At Disneyland, you can book your dining reservations 60 days in advance, making it easier for last-minute travelers. You won’t need to plan a full six months in advance.
Of course, at both parks, this only applies to sit down restaurants. You can always walk up to the quick service restaurants at any time to eat. Mobile ordering is also offered at both parks. Just keep in mind that each park has its own app, so you’ll need to download them separately.
There are lots of other differences between the two parks as well Walt Disney World offers MagicBands, which can be used to open resort hotel doors, pay for purchases, allow access to the parks, and utilize FastPass and PhotoPass. Disney on-property guests receive complimentary MagicBands, while other guests have the option to purchase them. There are no MagicBands at Disneyland.
Walt Disney World also offers the complimentary Disney’s Magical Express from Orlando International Airport to any of the on-property hotels. This is offered exclusively for those staying on property. While you can take Disneyland Resort Express from some of the LA area airports to Disneyland, this is not a free service offered by Disney.

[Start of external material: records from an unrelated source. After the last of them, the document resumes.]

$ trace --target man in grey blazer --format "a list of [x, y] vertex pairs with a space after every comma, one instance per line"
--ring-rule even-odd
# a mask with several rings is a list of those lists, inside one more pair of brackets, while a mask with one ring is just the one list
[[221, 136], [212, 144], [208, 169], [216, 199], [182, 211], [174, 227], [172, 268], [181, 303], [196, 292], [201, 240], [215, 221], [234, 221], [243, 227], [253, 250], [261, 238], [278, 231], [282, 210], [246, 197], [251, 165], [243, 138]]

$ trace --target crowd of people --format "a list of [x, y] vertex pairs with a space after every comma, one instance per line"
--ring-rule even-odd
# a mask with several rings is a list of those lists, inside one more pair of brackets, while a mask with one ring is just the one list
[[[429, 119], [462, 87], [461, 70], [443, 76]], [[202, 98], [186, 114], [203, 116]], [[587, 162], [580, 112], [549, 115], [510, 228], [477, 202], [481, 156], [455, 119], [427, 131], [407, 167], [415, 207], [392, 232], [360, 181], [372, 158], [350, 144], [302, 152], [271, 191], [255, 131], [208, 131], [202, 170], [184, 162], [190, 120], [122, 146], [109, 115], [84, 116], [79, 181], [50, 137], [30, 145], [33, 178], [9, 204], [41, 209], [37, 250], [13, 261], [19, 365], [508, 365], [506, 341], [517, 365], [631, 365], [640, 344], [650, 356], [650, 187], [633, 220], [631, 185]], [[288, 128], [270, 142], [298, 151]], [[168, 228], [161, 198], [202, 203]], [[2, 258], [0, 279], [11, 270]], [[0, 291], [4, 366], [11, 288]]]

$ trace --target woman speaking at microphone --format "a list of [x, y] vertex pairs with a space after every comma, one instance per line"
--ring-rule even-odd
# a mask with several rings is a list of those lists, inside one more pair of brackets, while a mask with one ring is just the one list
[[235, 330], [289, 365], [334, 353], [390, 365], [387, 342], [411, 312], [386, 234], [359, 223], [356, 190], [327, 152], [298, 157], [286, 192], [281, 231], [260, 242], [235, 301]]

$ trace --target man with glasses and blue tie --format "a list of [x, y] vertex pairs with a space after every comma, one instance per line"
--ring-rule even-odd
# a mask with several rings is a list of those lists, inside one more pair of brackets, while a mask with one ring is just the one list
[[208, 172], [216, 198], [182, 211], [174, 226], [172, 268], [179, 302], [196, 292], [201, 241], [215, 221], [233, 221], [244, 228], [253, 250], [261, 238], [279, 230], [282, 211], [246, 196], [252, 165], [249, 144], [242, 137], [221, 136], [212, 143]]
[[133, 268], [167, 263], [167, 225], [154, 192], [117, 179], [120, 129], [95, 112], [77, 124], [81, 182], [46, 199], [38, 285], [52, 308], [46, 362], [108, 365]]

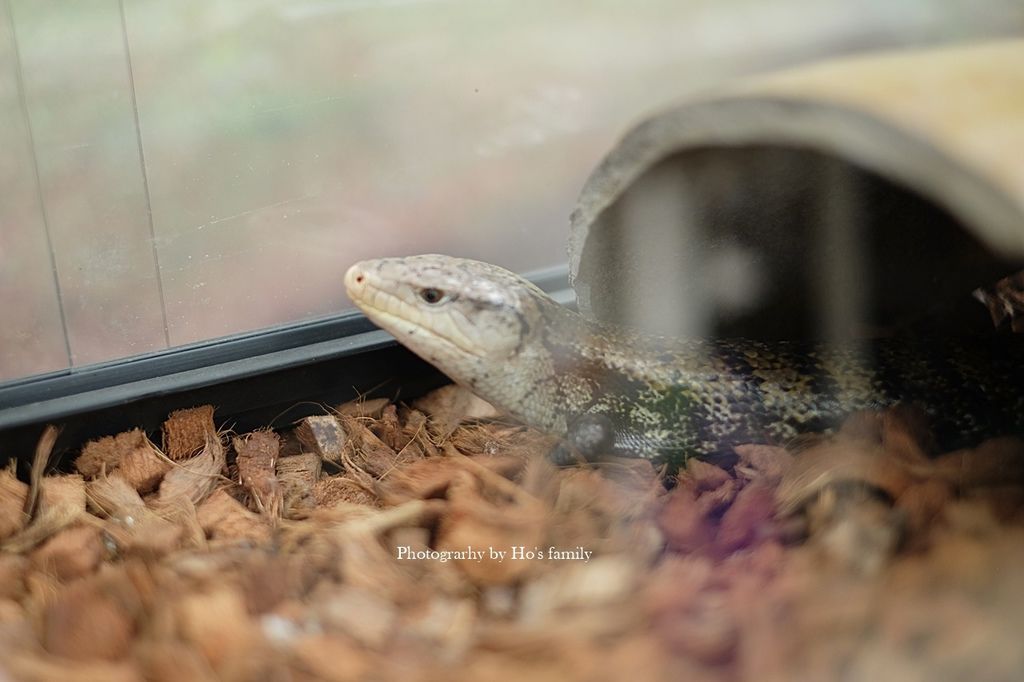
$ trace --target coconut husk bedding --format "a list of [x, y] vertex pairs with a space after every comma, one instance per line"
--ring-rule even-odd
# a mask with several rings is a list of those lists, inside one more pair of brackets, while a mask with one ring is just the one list
[[[1024, 444], [912, 410], [673, 474], [556, 468], [454, 386], [0, 472], [14, 680], [1017, 679]], [[666, 482], [668, 485], [666, 485]]]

While both parks offer a Food and Wine festival, the themes are slightly different. Epcot’s International Food and Wine Festival focuses on international cuisine, the California Adventure Food and Wine Festival focuses on California specialties. They run during different seasons, but both offer delicious food samples for guests.
Have you been to both parks? What is the biggest difference between Disneyland and Disney World that you’ve experienced?